Monthly benefits and universal credit


Some eight million people are set to receive Government benefits in a completely new way. Universal Credit is gradually replacing the existing system of support for people on a low income, by combining various benefit payments into one monthly sum.

If you have recently become eligible for Government benefits or will be receiving the Universal Credit monthly payment, it’s time to start handling your funds differently. The benefits landscape was changed to be “quicker, more accurate and easier to understand”, according to the Work and Pensions Secretary, Iain Duncan Smith. Here’s an idea of what that could mean for you and your family:

In or out of work

Universal Credit is expected to replace the existing benefits system for all by 2017. It offers support to people of working age or above, who are looking for work or are on a low income. You make your claim for Universal Credit online. Then, if you find work or your working hours increase after you have moved on to the system, Universal Credits will be reduced. Use the Government’s Benefits Calculator to see how this works in practice.

Budget from scratch

Take a fresh look at how you manage your household spending. Universal Credit is different and is paid out as a monthly sum, replacing the following four benefits which were paid out more frequently:

  • Income-based Jobseeker’s Allowance
  • Income-related Employment and Support Allowance
  • Income Support
  • Child Tax Credit

This in itself is a big change for many people. It means planning further ahead and drawing up a budget to cover all of your spending for a full four or five weeks. Draw up a budget of all your household income and outgoings per month and factor in a percentage to help you deal with any emergency costs that could spring up.
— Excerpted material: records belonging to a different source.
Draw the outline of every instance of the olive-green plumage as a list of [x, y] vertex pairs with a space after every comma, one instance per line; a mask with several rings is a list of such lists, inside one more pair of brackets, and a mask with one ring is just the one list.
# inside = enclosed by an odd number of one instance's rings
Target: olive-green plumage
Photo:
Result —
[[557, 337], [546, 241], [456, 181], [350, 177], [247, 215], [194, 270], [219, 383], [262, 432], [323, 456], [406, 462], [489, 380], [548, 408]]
Be prepared and you could make a seamless change. If you don’t already have a bank or building society account that can receive the payment for you, put this at the top of your to-do list. Universal Credit payments can be paid monthly into a single personal account or into a joint account if you are a couple and you find it better to manage your money together.

Making the change

Households across the nation have been gradually adapting to the new Universal Credit system since it was first launched in October 2013. The change means millions of people overhauling how they make ends meet and there have been many concerns that people will struggle to adapt. Figures reported by The Guardian, when the changes were announced, suggested that 90 per cent of Citizens’ Advice clients would need extra advice to deal with the benefits changes. If your benefits payments are changing, online tools exist to make the transition easier to understand in practical terms – such as this calculator on the website, which will estimate all your entitlements including Universal Credit.

One Response to Monthly benefits and universal credit

  1. It sounds to me like you folks across the pond are really taking care of the less fortunate in your society. I give you guys a big round of applause for that. It isn’t always the same here in the USA.